Fluttering between earth and sky, a cloud of butterflies haloes a tree as round and bright as planet Earth; fish seem to fly, and all is simple, bright and cheerful. Inspired by Seventies Flower Power, Ljubomir Milinkov’s carré is a delicate, witty evocation of the radiant, natural world of his childhood. Life has taken the artist far from his home village of Sovac, in Serbia.
In 1962, age 24, he flew to Paris to pursue his dream of becoming a painter. New York beckoned, and Milinkov lived for several years in the United States before returning to France, where Jean-Louis Dumas commissioned his first carré design, Jardin enchanté, in 1986.
Saturday, April 23, 2016
Collection SS2016: Bonnes Vibrations
Pierre Marie’s intriguing, complex composition is inspired, he says, by "the invisible forces of Nature".

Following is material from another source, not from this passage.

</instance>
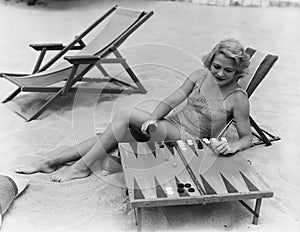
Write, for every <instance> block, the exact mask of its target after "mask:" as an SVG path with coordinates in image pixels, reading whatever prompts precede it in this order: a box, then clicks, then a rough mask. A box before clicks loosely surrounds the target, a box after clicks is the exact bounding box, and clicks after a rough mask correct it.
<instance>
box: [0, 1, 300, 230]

In the 18th century, the German physician Ernst Florens Friedrich Chladni (the inventor of a musical instrument known as the euphon, and the author of a treatise on acoustics) performed an unusual experiment. He took a copper disc, sprinkled it with fine sand and ran a violin bow along its outer edge. The resulting musical vibrations had a surprising side effect: the sand particles organized themselves into geometric patterns, known today as Chladni figures.
"Imagine my astonishment, when I saw what no man had ever seen before" he declared. "A ten- or twelve-pointed star appeared before my eyes". Pierre Marie presents his own interpretation of Chladni’s ' "geometry of sound".
Saturday, April 16, 2016
Collection SS2016: Cuivreries
Françoise de la Perrière created this carré in the early 1960s. Arranged in a starry, circular composition, a group of ornamental horse brasses (the "cuivreries" of the French title) are affixed to "martingales" – leather harness straps, one end of which is designed to pass under the horse’s belly.
The finely-worked designs feature abstract or figurative motifs – windroses, mermaids, a fleur de lys, a heart, a horse, a ferocious dog, scrolling fronds or stylized, geometric leaves and flowers. Worn as amulets, the brasses are thought to date back to the Middle Ages and perhaps even Antiquity. In Britain, they are worn by working or dray horses. Each horse wears a number of brasses: one on the forelock, one behind each ear, three at the shoulders and between six and ten on the martingale. The brasses total up to six or seven pounds in weight. Much prized by collectors, they were sure to catch the expert eye of Émile Hermès, a connoisseur noted for his love of the equestrian world and its curiosities.
Saturday, April 9, 2016
Collection SS2016: Parcours sans Faute
The beloved Florence Manlik, whom we introduced in 2011 with the beautiful Brides de Gala en Finesse and again last year with A la plume, is proposing a new design, quite a departure from her previous designs.
The motifs, and the ‘clear round’ of the title of Florence Manlik’s composition, celebrate the equestrian heritage of the house of Hermès. Bits, riding crops and curb chains are orchestrated with extreme precision in a seemingly endless design that has no discernible beginning or end.
The carré reflects the fascination and excitement of show jumping, says the artist: "The straight lines, curves and repeated figures embody discipline and structure, and the shifting pace of acceleration and restraint, culminating under the spectators’ excited gaze, in a magnificent, thoroughly deserved victory".
A tribute to one of the equestrian world’s greatest challenges, over a course memorized by horse and rider alike down to the last centimetre, and the tips of their hooves and boots.
Labels:
florence manlik,
H002992S,
Parcours sans Faute
Saturday, April 2, 2016
Collection SS2016: Apparat des Plaines
Antoine Tzapoff – that great connoisseur of Native American culture – offers a detailed portrait of a member of the Absaroka or Crow Nation, from the plains of Montana, pictured here in late 19th-century dress.
The costume is remarkable for its rich ornamentation, carefully maintained by the Crow as a way of safeguarding their precious identity. Dressed in buckskin decorated with strips of beadwork, the man wears a headdress of eagle feathers and ermine. The horses either side of him wear dress harnesses and bridles decorated with metal pendants – a relic of the bits used by 17th-century Spanish colonists. A remarkable testimony to the pride of the Crow Nation.